Personal information
- Born: April 12, 1983 (age 43) Breaux Bridge, Louisiana, U.S.
- Listed height: 6 ft 1 in (1.85 m)
- Listed weight: 232 lb (105 kg)

Career information
- High school: Christian Life Academy (Baton Rouge, Louisiana)
- College: Oklahoma
- NFL draft: 2007: 6th round, 176th overall pick

Career history
- Minnesota Vikings (2007–2008); Indianapolis Colts (2008); Detroit Lions (2009)*;
- * Offseason or practice squad member only

Awards and highlights
- First-team All-American (2006); Big 12 Defensive Player of the Year (2006); 2× First-team All-Big 12 (2005, 2006); Second-team All-Big 12 (2004);
- Stats at Pro Football Reference

= Rufus Alexander =

American football player (born 1983)

Rufus Alexander (born April 12, 1983) is an American former professional football player who was a linebacker in the National Football League (NFL).
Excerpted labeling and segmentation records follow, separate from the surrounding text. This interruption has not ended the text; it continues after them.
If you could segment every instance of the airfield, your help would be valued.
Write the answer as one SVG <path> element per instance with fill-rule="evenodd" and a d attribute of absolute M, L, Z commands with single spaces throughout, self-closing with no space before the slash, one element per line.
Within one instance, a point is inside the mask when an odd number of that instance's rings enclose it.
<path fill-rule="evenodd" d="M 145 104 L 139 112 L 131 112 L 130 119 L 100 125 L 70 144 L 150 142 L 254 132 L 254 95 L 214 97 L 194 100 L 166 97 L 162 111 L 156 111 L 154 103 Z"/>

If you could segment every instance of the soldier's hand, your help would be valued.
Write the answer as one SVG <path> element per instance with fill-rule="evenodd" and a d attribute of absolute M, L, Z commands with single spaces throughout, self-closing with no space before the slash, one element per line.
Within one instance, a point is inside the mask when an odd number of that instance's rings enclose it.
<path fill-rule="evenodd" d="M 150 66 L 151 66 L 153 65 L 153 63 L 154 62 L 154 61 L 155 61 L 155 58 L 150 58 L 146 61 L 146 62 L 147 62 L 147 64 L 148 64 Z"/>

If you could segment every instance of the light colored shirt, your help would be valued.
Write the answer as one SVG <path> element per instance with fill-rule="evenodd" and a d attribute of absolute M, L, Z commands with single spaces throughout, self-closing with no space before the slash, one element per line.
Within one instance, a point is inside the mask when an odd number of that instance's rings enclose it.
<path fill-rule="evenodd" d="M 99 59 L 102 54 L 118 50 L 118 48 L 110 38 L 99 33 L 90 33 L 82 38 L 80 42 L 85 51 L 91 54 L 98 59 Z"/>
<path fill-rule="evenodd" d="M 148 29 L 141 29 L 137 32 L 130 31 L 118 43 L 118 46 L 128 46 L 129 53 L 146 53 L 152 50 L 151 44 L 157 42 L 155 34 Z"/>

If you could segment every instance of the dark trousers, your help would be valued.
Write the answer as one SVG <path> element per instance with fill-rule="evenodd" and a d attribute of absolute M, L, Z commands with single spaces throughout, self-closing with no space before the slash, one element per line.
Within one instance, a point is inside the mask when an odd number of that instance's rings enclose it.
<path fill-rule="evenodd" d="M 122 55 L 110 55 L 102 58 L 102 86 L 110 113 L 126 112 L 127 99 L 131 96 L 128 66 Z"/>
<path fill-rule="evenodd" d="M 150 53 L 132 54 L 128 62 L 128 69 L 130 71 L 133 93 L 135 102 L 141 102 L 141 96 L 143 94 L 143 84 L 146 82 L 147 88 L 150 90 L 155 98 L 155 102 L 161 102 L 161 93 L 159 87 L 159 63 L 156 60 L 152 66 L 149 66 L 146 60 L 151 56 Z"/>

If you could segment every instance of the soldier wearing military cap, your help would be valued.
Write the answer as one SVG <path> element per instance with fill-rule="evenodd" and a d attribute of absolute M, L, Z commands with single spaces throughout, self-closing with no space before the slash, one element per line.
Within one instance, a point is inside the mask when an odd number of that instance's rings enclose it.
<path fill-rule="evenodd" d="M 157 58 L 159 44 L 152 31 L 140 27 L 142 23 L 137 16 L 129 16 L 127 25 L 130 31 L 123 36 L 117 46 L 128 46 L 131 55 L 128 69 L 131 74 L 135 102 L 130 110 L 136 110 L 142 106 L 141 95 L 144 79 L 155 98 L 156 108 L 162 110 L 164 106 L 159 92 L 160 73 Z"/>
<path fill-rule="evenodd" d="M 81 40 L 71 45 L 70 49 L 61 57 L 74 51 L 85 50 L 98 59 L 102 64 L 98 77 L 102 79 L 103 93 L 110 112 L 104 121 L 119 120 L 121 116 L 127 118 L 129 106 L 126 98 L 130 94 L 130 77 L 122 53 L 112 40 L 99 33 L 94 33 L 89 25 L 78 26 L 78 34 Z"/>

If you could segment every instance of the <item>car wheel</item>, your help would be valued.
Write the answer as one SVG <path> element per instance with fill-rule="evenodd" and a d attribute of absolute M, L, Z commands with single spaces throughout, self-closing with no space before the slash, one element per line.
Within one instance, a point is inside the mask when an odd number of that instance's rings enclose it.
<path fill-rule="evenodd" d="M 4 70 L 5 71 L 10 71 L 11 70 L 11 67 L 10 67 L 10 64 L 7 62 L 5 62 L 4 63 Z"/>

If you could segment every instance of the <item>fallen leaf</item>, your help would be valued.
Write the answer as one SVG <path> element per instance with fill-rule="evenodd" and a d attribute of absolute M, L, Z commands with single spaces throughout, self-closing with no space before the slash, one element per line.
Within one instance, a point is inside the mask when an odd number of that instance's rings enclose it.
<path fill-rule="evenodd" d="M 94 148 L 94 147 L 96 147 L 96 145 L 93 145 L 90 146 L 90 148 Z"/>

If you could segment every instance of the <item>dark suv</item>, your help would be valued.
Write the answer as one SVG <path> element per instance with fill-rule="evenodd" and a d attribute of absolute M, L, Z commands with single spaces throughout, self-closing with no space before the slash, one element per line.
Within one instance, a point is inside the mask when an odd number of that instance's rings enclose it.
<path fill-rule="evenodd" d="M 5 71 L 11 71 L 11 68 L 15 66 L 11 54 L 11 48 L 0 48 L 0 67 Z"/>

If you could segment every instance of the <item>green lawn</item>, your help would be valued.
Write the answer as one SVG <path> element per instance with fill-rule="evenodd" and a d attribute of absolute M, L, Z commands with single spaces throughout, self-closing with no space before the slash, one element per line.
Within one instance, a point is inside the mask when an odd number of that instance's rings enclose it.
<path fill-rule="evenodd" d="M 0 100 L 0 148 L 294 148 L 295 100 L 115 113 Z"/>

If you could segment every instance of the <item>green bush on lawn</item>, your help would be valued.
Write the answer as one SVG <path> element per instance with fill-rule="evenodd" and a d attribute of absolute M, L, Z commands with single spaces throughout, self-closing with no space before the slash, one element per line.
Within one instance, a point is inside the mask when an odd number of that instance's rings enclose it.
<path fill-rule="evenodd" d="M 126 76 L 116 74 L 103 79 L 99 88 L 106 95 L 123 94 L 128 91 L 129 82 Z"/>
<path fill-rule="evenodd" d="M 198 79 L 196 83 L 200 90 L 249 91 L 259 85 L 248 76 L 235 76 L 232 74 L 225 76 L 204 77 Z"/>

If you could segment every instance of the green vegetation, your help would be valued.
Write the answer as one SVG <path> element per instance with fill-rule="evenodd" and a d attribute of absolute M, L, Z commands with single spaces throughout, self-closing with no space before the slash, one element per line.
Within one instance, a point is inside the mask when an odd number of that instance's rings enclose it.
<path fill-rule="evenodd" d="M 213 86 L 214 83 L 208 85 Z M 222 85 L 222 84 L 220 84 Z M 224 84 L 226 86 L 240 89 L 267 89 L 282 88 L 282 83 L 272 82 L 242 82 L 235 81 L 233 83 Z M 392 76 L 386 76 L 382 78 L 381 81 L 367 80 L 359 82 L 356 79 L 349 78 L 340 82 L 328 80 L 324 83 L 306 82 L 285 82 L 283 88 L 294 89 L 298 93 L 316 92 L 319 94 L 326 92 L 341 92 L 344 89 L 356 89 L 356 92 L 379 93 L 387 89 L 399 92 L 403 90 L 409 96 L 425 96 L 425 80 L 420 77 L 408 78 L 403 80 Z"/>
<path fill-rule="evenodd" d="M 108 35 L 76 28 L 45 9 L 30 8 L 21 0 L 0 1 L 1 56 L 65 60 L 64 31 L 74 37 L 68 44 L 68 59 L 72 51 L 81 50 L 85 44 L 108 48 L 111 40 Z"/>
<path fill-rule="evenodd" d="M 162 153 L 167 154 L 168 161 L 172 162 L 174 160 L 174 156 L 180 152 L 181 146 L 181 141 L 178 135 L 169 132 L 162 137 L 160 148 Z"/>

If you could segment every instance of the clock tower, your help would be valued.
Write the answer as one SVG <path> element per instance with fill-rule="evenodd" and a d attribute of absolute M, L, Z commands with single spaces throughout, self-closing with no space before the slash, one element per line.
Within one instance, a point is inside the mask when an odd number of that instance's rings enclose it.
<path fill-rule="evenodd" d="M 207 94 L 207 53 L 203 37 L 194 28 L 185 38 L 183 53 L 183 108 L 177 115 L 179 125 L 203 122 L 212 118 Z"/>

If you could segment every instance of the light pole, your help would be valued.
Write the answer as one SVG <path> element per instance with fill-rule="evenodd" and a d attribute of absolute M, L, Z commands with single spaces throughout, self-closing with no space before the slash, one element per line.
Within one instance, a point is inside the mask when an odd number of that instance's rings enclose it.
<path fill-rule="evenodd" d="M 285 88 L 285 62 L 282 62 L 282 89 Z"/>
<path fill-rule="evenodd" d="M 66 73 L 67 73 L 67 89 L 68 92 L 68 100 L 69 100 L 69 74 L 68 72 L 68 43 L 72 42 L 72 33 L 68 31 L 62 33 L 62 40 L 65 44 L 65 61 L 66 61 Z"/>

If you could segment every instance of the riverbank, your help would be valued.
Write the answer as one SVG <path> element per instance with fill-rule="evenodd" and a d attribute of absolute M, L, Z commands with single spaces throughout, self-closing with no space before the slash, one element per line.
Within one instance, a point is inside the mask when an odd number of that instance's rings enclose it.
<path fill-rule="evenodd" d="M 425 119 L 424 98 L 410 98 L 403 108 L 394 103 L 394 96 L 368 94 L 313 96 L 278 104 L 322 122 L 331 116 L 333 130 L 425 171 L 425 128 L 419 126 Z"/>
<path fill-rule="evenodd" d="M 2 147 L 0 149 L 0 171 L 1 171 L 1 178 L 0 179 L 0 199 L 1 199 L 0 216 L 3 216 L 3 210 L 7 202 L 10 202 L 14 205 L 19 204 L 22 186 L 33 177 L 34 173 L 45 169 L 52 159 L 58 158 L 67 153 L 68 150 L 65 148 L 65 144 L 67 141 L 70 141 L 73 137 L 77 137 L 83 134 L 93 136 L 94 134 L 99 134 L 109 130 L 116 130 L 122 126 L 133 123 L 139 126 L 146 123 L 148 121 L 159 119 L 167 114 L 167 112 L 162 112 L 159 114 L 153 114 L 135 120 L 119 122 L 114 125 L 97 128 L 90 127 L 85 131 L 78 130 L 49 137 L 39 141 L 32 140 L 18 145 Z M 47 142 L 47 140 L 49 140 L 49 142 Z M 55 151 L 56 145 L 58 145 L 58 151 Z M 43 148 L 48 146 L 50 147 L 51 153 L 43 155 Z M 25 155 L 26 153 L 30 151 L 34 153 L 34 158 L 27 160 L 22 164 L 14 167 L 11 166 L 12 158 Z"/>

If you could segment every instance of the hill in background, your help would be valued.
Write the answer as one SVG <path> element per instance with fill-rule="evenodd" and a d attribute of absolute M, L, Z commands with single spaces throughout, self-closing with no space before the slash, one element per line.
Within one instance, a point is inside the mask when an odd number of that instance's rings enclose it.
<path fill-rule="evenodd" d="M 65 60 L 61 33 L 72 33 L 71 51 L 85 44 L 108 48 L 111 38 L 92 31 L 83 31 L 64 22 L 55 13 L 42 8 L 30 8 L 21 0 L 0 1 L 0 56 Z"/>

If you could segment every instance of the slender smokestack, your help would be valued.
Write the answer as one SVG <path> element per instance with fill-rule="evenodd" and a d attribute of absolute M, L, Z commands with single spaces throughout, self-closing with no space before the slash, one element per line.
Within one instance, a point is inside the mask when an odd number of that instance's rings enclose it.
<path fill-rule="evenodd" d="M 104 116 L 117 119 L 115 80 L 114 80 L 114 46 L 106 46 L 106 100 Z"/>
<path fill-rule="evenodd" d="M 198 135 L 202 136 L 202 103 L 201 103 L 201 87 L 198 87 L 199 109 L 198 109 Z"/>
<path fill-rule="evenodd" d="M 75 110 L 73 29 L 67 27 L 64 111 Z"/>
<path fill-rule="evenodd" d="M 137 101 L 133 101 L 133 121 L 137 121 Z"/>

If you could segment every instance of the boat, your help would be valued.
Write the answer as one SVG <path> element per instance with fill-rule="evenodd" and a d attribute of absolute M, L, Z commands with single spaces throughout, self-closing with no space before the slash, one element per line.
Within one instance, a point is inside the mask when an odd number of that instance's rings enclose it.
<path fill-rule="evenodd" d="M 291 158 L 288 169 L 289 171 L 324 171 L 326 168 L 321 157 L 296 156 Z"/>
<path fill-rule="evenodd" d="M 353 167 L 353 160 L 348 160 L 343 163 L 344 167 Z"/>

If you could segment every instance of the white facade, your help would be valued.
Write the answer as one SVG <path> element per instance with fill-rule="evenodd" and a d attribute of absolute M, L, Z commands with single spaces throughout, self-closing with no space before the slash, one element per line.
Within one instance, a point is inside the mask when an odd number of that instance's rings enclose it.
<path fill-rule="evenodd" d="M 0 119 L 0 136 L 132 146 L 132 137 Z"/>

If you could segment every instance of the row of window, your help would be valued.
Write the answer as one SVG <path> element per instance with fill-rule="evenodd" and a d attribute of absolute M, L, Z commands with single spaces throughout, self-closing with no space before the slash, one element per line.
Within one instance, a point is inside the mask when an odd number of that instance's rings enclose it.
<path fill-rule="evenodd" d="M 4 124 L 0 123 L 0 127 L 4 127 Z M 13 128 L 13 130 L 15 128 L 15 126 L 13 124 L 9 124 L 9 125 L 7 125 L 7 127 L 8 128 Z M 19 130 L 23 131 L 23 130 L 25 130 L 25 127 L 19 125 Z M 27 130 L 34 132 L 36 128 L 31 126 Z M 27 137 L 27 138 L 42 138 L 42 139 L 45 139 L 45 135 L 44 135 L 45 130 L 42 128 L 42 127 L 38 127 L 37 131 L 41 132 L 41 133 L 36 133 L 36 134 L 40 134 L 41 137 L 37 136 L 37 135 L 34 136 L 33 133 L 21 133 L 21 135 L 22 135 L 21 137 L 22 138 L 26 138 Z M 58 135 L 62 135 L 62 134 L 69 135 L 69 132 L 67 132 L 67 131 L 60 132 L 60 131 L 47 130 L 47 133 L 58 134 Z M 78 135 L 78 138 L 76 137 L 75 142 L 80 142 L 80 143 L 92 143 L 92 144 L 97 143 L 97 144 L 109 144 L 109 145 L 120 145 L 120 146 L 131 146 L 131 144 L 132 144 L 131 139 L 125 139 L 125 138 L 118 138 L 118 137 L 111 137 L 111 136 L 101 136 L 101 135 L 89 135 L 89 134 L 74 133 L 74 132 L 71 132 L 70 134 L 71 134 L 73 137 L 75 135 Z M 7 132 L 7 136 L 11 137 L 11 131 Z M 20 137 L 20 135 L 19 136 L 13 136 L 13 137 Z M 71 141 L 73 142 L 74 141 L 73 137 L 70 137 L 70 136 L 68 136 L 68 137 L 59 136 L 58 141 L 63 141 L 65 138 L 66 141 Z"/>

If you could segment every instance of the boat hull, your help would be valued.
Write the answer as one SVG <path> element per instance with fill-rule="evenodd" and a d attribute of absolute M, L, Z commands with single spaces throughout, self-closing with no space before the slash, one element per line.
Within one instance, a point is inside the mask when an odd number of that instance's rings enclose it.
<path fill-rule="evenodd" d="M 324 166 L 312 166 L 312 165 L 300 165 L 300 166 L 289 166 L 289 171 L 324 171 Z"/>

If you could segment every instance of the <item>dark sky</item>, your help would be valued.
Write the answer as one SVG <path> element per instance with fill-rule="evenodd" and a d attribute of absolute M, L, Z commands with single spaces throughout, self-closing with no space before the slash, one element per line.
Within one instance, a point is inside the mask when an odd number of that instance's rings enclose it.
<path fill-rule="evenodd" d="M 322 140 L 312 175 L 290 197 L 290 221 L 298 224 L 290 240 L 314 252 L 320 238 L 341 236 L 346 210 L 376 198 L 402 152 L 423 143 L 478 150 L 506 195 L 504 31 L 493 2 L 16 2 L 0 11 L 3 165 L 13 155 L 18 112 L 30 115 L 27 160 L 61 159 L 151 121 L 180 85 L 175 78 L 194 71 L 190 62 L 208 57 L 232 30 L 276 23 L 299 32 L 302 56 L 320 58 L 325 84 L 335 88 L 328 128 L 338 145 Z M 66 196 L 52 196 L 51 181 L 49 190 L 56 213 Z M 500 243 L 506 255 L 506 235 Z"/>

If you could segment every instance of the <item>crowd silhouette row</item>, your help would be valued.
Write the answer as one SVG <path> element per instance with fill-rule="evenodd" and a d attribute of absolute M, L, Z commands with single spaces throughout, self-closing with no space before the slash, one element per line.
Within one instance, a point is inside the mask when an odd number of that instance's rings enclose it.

He was selected by the Minnesota Vikings in the sixth round of the 2007 NFL draft. He was also a member of the Indianapolis Colts and Detroit Lions. He played college football for the Oklahoma Sooners.

==Early life==
Alexander was raised by a mother who worked all of the time to support her family while his father was in prison. His oldest brother was in and out of legal trouble and the middle brother was following suit. Alexander met the Barham family, David and Melinda, while he was in junior high. In need of a stable living environment, the Barhams spoke to Alexander's mother, Seine, about having Alexander move in with them. The Barhams never legally adopted Alexander. David Barham accepted a job as the football coach at Christian Life Academy in Baton Rouge, Louisiana, and he brought Alexander with him. Alexander became a dominant player, leading his team to district titles his junior and senior year. Barham began to actively pursue colleges on his behalf as Alexander was listed as a top 20 high school linebacker. Barham initiated contact with Oklahoma's defensive coordinator Brent Venables in December 2001. The Sooners offered Alexander a scholarship and he chose Oklahoma over several other offers.

==College career==
He played for the Oklahoma Sooners football team from 2003 to 2006. In 2006, Alexander was named to the All-Big 12 Conference First-team, the Big 12 Defensive Player of the Year, and an AP and AFCA All-American.

==Professional career==

===Minnesota Vikings===
Alexander was selected by the Minnesota Vikings in the sixth round (176th overall) of the 2007 NFL draft. Alexander was injured in the Vikings first preseason game of 2007 and suffered a torn ACL, resulting in season-ending surgery.

After the 2008 preseason, Alexander was released. He was re-signed to the practice squad on September 23. The Vikings promoted him to their active roster on October 19 when they waived linebacker Erin Henderson. The Vikings waived Alexander two days later and re-signed Henderson. Alexander was signed back to the practice squad on October 23.

===Indianapolis Colts===
Alexander was signed off the Vikings' practice squad by the Indianapolis Colts on December 2, 2008. On December 26, 2008, he was cut from the Colts' active roster and then signed back onto the Colts' practice squad on December 30, 2008.

Following the season, he was re-signed to a future contract on January 5, 2009. He was waived by the team on May 4.

===Detroit Lions===
Alexander signed with the Detroit Lions on August 28, 2009. He was cut by the Lions on September 5, 2009.

==Personal life==
Son Darrien Alexander was born May 17, 2007,
He is a cousin of NFL safety Gerald Alexander.